Historical changes in medulloblastoma therapy that improved 5-year survival have increased the risk for SNs and debilitating health conditions for survivors yet reduced the need for special education services.
髓母细胞瘤的治疗已经从手术和放疗发展到现代的多模式治疗方案。然而,其对长期健康结果的影响仍不清楚。

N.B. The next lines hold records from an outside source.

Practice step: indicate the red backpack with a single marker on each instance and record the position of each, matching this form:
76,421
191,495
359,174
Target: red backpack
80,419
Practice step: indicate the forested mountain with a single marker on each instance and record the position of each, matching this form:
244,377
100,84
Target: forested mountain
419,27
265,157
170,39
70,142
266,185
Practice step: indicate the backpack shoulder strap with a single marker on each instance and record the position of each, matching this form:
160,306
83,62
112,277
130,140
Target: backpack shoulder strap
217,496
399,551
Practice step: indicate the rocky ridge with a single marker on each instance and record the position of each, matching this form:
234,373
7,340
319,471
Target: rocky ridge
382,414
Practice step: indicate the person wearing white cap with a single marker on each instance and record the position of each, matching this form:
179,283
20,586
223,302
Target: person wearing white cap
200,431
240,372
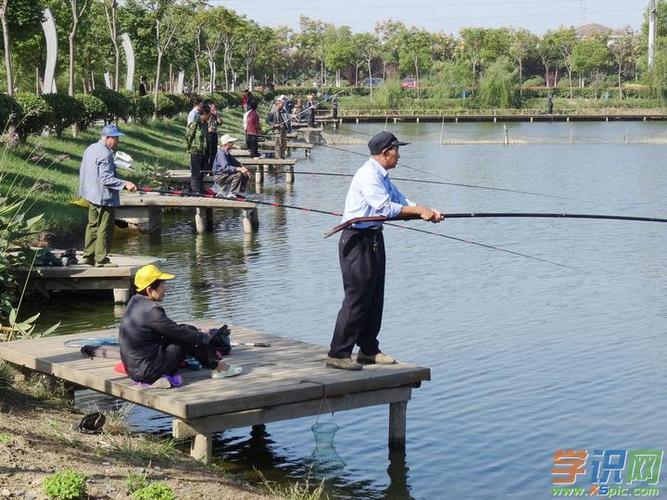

通过对 5 年髓母细胞瘤幸存者进行研究,评估了儿童癌症幸存者研究中的迟发性死亡(诊断后 5 年或以上)、后续肿瘤(SNs)和慢性健康状况的累积发生率。根据治疗暴露情况评估了结局,包括历史治疗(颅脊髓照射 [CSI] ≥ 30 Gy,无化疗)、高危(CSI ≥ 30 Gy + 化疗)、标准风险(CSI < 30 Gy + 化疗)和治疗十年(1970 年代、1980 年代、1990 年代)。使用多变量分段指数模型估计长期结局的率比(RR)和 95%置信区间。
在 1311 名合格幸存者中(中位年龄 29 岁 [范围 6 至 60 岁];中位诊断后时间 21 年 [范围 5 至 44 年]),所有原因迟发性死亡的 15 年累积发生率为 23.2%(诊断为 1970 年代)与 12.8%(1990 年代;P =.002),复发相关死亡率为 17.7%与 9.6%(P =.008)。未观察到因其他健康相关原因导致的迟发性死亡率降低。在完成基线调查的 997 名幸存者中,标准风险治疗的幸存者 SNs 累积发生率更高(标准风险组为 9.5%;历史组为 2.8%;P =.03)。1990 年代接受治疗的幸存者严重、致残、危及生命和致命慢性健康状况的累积发生率更高(1990 年代为 56.5%,1970 年代为 39.9%;P <.001),并且更有可能发展为多种疾病(RR,2.89;95%CI,1.31 至 6.38)。然而,标准风险治疗的幸存者比高危治疗幸存者更不可能接受特殊教育服务(RR,0.84;95%CI,0.75 至 0.93)。
髓母细胞瘤治疗的历史变化提高了 5 年生存率,但增加了幸存者发生 SNs 和衰弱性健康状况的风险,同时减少了对特殊教育服务的需求。